By Himal Kotelawala
Sri Lanka’s immediate policy priority should be to restore policy emphasis on export-oriented industrialisation, set up institutional safeguards to avoid further backsliding from reforms and continue with implementing the incomplete reform agenda, senior economist Prof. Premachandra Athukorala said.
Delivering a lecture titled ‘FDI and Manufacturing for Export: Emerging Global Patterns and Opportunities for Sri Lanka’, organised by the think tank Advocta Institute, Prof. Athukorala said Sri Lanka failed to capture the full benefits of trade and investment liberalisation due to the protracted war that undermined the investment climate and macroeconomic stability and that instead of formulating a new model from scratch the Government must learn from the past.

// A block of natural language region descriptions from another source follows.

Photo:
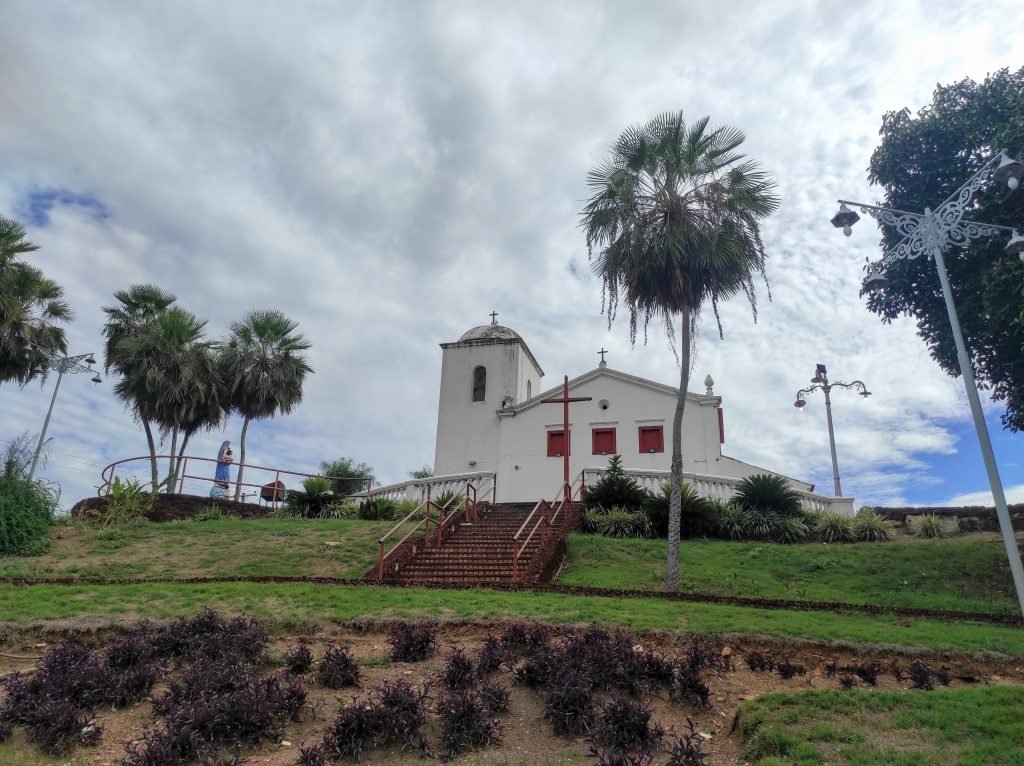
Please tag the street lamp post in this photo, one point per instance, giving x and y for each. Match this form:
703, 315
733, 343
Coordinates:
820, 381
930, 233
62, 365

“We have achieved a lot under a lot of constraints - particularly political instability and policy uncertainty. Now that peace is here, the Government has to try and learn from our past instead of thinking about a new model. I think we have a model that has been tested very well. It can generate more benefits to the country if the Government has a very focused plan to continue with this strategy,” he said.
Trade and investment policy reforms initiated in the late 1970s, said Prof. Athukorala, set the stage for globally integrating the Sri Lankan manufacturing sector with Foreign Direct Investments (FDIs) playing a pivotal role.
The Sri Lankan experience highlights the complementary role of investment liberalisation for exploiting the potential gains from trade liberalisation, said Prof. Athukorala, adding that trade liberalisation increased the potential returns to investment by capitalising on a country’s comparative advantage, while liberalisation of foreign investments permitted international firms to take advantage of such profit opportunities.
Responding to a question on Free Trade Agreements (FTAs) at the Q&A session that followed the lecture, moderated by Chief Economist at the Ceylon Chamber of Commerce Anushka Wijesinha, Prof. Athukorala said that though they are called FTAs they are actually not free trade.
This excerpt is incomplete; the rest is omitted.